After their snaps on the field with the No. 1 defense during the first team period of practice, Reid and Thornhill proceeded to the secondary field to work on kicks with long snapper James Winchester. That was just a preview for the following special teams period when Reid kicked from the hold of Thornhill for field goals. After doinking his first try off the upright, Reid he sent in a row inside 33 yards before missing his final kick from just inside 40.

Reid said last week he felt his maximum range during a game would be 45 to 50 yards. He showed plenty of range on Monday, bouncing one kick inside the media tent on the hill behind the uprights and another on top of the tent.

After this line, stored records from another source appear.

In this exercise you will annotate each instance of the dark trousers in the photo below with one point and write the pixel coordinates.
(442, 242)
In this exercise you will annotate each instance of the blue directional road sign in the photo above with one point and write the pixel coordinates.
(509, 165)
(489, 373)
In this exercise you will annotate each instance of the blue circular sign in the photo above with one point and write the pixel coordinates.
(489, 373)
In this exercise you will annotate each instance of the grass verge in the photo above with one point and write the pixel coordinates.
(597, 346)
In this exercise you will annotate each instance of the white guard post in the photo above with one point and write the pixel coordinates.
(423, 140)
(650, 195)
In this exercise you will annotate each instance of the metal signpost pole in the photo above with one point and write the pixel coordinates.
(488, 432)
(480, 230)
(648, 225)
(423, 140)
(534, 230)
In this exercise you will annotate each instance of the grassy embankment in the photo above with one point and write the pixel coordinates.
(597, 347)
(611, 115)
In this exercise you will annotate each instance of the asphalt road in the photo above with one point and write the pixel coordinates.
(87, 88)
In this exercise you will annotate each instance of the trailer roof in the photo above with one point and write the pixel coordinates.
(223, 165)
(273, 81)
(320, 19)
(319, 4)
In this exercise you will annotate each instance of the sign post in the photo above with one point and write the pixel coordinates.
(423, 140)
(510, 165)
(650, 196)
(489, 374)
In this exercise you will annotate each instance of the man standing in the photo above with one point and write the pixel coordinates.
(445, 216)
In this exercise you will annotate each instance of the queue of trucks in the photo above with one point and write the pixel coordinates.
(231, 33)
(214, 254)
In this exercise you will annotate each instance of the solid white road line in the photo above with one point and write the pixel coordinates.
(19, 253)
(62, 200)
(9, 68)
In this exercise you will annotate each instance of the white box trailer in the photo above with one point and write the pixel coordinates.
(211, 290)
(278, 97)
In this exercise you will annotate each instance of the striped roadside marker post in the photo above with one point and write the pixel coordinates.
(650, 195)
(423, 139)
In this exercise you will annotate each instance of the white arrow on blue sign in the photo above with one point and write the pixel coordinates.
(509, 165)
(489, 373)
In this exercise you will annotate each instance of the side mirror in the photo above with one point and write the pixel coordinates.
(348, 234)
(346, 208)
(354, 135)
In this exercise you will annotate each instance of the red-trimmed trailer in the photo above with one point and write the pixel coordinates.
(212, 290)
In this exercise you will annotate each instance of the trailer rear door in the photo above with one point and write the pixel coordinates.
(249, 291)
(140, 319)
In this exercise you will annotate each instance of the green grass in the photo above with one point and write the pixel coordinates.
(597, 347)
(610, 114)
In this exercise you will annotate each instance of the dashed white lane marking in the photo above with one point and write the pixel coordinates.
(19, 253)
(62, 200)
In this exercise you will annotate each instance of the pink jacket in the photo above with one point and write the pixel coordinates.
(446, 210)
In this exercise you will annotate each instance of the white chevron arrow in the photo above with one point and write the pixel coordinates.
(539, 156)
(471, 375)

Andy Reid praised Thornhill for his performance after practice.

“It was good work for him, I thought he did a nice job,” he said. “Both those two, I thought Reid did a nice job too.”

Kelce’s Krunch

First came Mahomes Magic Crunch, and now it’s Travis Kelce’s turn at the breakfast table with Kelce’s Krunch hitting the shelves at Kansas City area Hy-Vee stores this past weekend.

“I’ve already went through about 10 boxes,” Kelce said. “I’m a big frosted flakes guy and this is the Kelce crunch version of it for sure. I think it has a little bit more sugar but don’t ask me.”

Proceeds from the sale of the limited-edition collector’s product will go to Kelce’s 87 & Running Foundation, which is dedicated to providing services to youth in the urban center of both Kansas City and the tight end’s hometown of Cleveland. Hy-Vee expects the cereal to raise $18,500 for the foundation. The grocery store chain also this weekend introduced Thielen’s First Down Flakes with Vikings receiver Adam Thielen available in Minnesota.

“Hopefully we can get Kansas City on board and raise some funds here for my foundation,” Kelce said.

Which is Kelce’s Krunch better than Mahomes Magic Crunch?

“It might not have any magic in it but it’s pretty good,” Kelce said of his cereal.

What’s next?

The Chiefs are back at practice on Tuesday morning for a 9:15 a.m. workout. Rain is in the forecast, however, so fans planning to attend practice should keep an eye on the weather and social media for updates.

The team makes every effort to continue practicing in rainy conditions but lightning in the area will force practice into the indoor facility. Indoor practices are not open to the public.

The Chiefs have their penultimate practice on Wednesday at 9:15 a.m. with their final workout in St. Joseph on Thursday kicking off at 8:15 a.m. The final practice is scheduled as a 10-10-10 practice which means it will be about 75 minutes long without pads.